Mobile QR Code
Title Robust Self-supervised Multi-frame Depth Estimation: In Search of Cost Volume Alternatives
Authors 김진현(Jinhyeon Kim) ; 김규동(Gyudong Kim) ; 나혁주(Hyukju Na) ; 장현성(Hyunsung Jang) ; 박재민(Jaemin Park) ; 황재기(Jaegi Hwang) ; 하남구(Namkoo Ha) ; 김영근(Young Geun Kim) ; 김승룡(Seungryong Kim)

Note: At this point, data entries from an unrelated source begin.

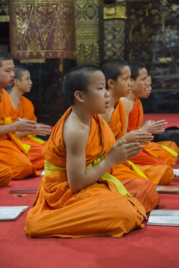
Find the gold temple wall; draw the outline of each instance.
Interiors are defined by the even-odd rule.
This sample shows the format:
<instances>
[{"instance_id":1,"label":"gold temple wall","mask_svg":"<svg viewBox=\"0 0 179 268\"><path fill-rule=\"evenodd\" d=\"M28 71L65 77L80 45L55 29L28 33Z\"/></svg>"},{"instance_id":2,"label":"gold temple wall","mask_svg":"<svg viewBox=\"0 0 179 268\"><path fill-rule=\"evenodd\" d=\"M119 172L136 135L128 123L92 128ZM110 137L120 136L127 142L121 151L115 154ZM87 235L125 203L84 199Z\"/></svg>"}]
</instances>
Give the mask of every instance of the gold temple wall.
<instances>
[{"instance_id":1,"label":"gold temple wall","mask_svg":"<svg viewBox=\"0 0 179 268\"><path fill-rule=\"evenodd\" d=\"M99 0L75 0L78 64L99 64L100 4Z\"/></svg>"},{"instance_id":2,"label":"gold temple wall","mask_svg":"<svg viewBox=\"0 0 179 268\"><path fill-rule=\"evenodd\" d=\"M76 58L73 0L9 0L13 59Z\"/></svg>"}]
</instances>

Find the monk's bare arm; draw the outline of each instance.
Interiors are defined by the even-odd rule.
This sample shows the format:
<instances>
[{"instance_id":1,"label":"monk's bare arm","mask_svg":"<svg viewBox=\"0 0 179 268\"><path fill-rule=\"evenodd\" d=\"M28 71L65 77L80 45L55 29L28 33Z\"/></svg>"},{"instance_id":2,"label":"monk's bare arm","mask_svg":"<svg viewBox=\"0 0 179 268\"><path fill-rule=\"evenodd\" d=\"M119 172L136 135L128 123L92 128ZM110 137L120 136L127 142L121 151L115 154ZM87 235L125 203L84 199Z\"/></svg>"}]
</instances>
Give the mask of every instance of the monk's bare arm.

DOI https://doi.org/10.5573/ieie.2024.61.12.97
Page pp.97-100
ISSN 2287-5026
Keywords Deep learning; Self-supervised learning; Transformer; Cost volume; Depth estimation
Abstract Self-supervised multi-frame depth estimation predicts depth by utilizing geometric cues from multiple input frames. Traditional methods rely on epipolar geometry to construct cost volumes, but they have two major drawbacks: (1) they assume a static environment and (2) they require pose information during inference. Consequently, these methods struggle in real-world scenarios with dynamic objects. In this paper, we propose using the cross-attention map as a comprehensive cost volume to address these limitations. We show that training the cross-attention layers for image reconstruction enables implicit learning of a warping function, similar to the explicit epipolar warping in conventional methods. We introduce CRoss-Attention map and Feature aggregaTor (CRAFT), designed to effectively aggregate and refine the full cost volume. We also implement CRAFT hierarchically, enhancing depth predictions through a coarse-to-fine approach. Evaluations on the Cityscapes datasets demonstrate that our method outperforms traditional techniques, showing robustness in challenging conditions with dynamic objects.